Bossier v. Maskell
This text of 10 La. Ann. 671 (Bossier v. Maskell) is published on Counsel Stack Legal Research, covering Supreme Court of Louisiana primary law. Counsel Stack provides free access to over 12 million legal documents including statutes, case law, regulations, and constitutions.
Opinion
The plaintiff claims by inheritance the ownership of a tract of land described in her petition. She alleges that the defendant, who has never been in possession of said land, has slandered her title to the same. It is, in effect, an action of jactitation of title. The defendant has attempted to deduce his title from Némésis Bossier, the plaintiff’s ancestor. He alleges, in his answer, that he purchased the land in controversy from Alexander Brelte, by notarial act, dated the 7th of March, 1848, whereby he was subrogated to all the rights of action and of warranty to which Brelte was entitled by virtue of a sheriff’s sale to him on the 3d of July, 1847, at the suit of J. E. Lacy v. J. Y. Sanders; that, in case of eviction, he has his recourse in warranty against the arties to that suit, whom he prays may be accordingly cited.
[672]*672Lacy, in his answer to the call in warranty, averred that he transferred to Bretle certain claims, one of which was that against Sanders, with the express understanding that the latter should take the same without any recourse against him, etc.
The other warrantor, Sanders, pleaded the general issue, and averred that the defendant was the owner and possessor of the land in controversy by virtue of good and sufficient titles translative of property; and that the defendant and those under whom he claims, have been in possession for more than ten years, a period sufficient to acquire title by prescription.

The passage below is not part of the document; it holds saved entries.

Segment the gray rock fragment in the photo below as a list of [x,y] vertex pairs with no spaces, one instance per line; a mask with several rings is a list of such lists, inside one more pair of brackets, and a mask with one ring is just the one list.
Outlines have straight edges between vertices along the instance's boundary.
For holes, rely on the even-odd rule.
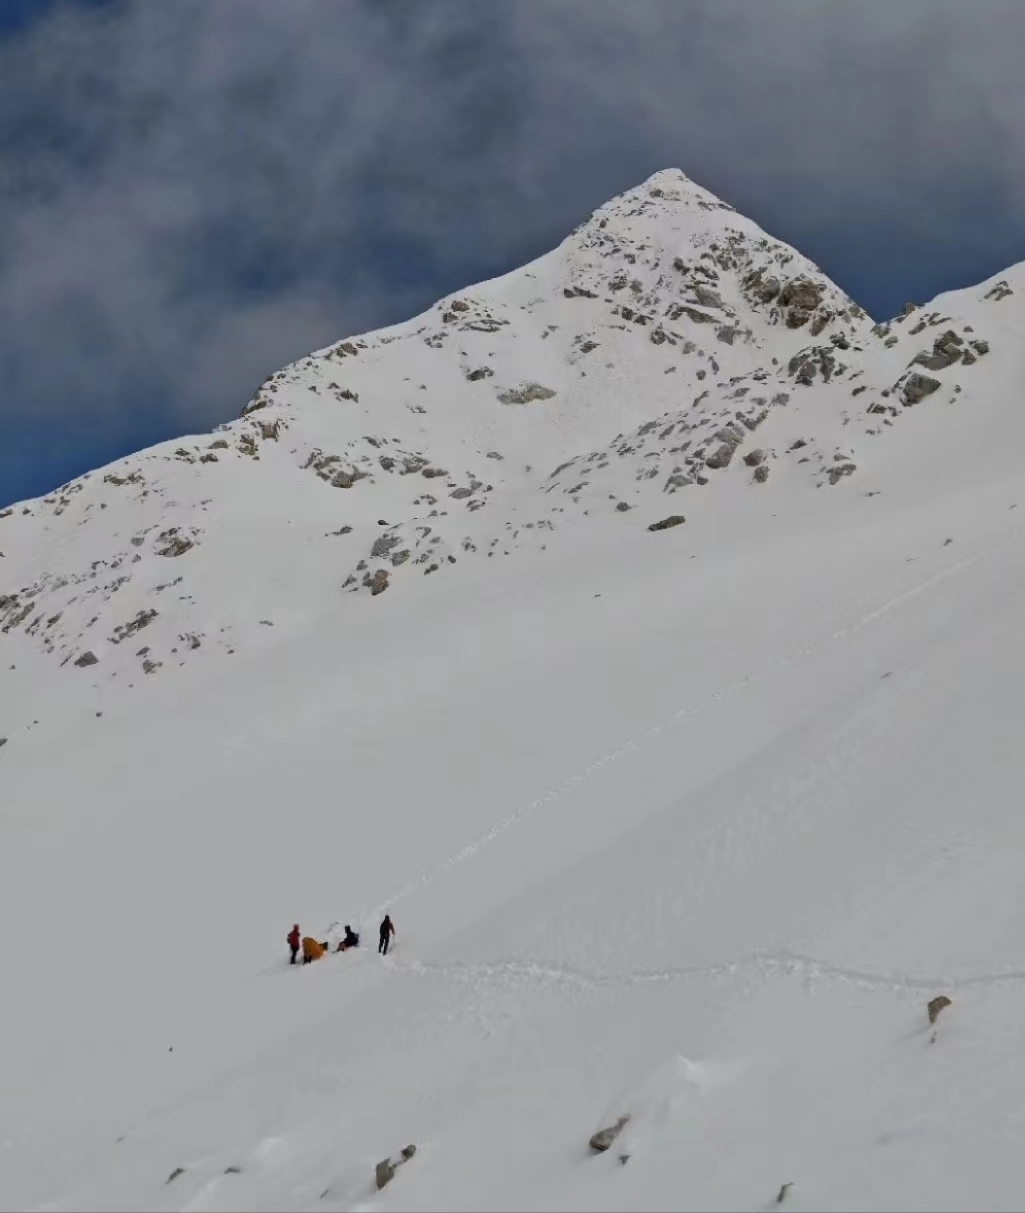
[[599,1129],[588,1143],[592,1150],[597,1154],[603,1154],[616,1138],[623,1132],[623,1129],[629,1123],[629,1115],[620,1116],[614,1125],[609,1125],[605,1129]]

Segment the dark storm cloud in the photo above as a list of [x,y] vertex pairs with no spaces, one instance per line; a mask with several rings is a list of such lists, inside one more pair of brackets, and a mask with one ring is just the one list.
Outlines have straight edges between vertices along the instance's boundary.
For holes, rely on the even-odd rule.
[[1017,0],[56,8],[0,46],[0,499],[49,422],[93,459],[233,416],[668,165],[872,311],[983,277],[1025,256],[1023,35]]

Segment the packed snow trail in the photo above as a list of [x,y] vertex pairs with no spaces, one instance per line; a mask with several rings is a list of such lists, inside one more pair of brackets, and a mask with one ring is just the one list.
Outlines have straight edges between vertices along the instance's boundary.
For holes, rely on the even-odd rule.
[[530,961],[495,961],[491,964],[430,964],[418,960],[399,962],[394,968],[400,973],[418,977],[435,977],[467,985],[501,985],[516,988],[524,985],[566,985],[579,990],[615,990],[632,986],[648,986],[678,981],[695,981],[715,977],[747,974],[756,977],[800,977],[809,988],[818,981],[833,981],[862,986],[866,990],[936,990],[971,989],[976,986],[1017,985],[1025,982],[1025,968],[1001,973],[977,973],[969,976],[912,977],[885,973],[866,973],[844,969],[816,960],[812,956],[762,953],[742,960],[725,961],[717,965],[695,968],[642,970],[640,972],[602,973],[598,970],[553,967]]

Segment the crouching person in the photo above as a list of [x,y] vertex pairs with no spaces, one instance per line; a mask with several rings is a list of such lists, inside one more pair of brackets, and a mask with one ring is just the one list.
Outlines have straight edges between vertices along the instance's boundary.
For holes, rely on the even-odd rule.
[[308,965],[312,960],[320,960],[327,951],[327,942],[318,943],[312,935],[303,938],[303,964]]

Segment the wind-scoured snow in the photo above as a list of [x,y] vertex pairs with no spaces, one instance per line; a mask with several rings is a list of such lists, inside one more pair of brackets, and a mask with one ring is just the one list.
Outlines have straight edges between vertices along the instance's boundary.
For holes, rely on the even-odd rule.
[[1020,1208],[1023,298],[667,171],[4,511],[0,1208]]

The defendant, in an amended answer, pleaded the prescription of five years, under the Act of the 10th of March, 1834, as a bar to the plaintiff’s right to attack the sale of the Sheriff at the suit of Lacy v. Sanders; and also averred that the plaintiff’s right to attack the Sheriff’s sale for taxes due by Némésis Bossier in the years 1823 and 1824 was also barred by the prescription of five years, under that statute.
The defendant is appellant frcm a judgment rendered against him on these issues in favor of the plaintiff. In this court, he has waived the peremptory exception which he had interposed in the court below, and asks that the controversy may be determined upon its merits.
The record shows that the only evidence of the divestiture of Némésis Bossier’s title are the following receipt and extract from the tax roll of 1819, viz:
“ Received of J. Y. Sanders the sum -of seven dollars and fifty cents, the amount of tax due on a tract of land assessed to Nemesl Bossier, and this day sold to satisfy the State and parish tax for 1822.
“ This 2Sth August, 1823. J. B. Murphy,
“ Collector of the Parish of St. Mary.”
extract:
“ Year 1819, No. —. Némésis Bossier, 30 arpents, third quality, valued $1500.”
Némésis Bossier was, it appears, a non-resident. Nothing shows that the land in controversy was sold under the authority of the Treasurer, in accordance with the requirements of the Act of'the 20th of March, 1818. (Session Acts of 1818; p. 90.) We consider this evidence clearly insufficient to constitute a title trans-lative of property, and such as can form the basis of the prescription of ten years. In the receipt and extract from the tax roll no description is given of the land alleged to have been sold. This we consider as a fatal defect, which cannot be cured by the prescription invoked under the Act of 1834. Wilson v-Marshall, 10 An.
As to the prescription of thirty years, pleaded by defendant, we think the evidence is clearly insufficient to sustain it.
It is therefore ordered and decreed that the judgment of the District Court be affirmed, with costs.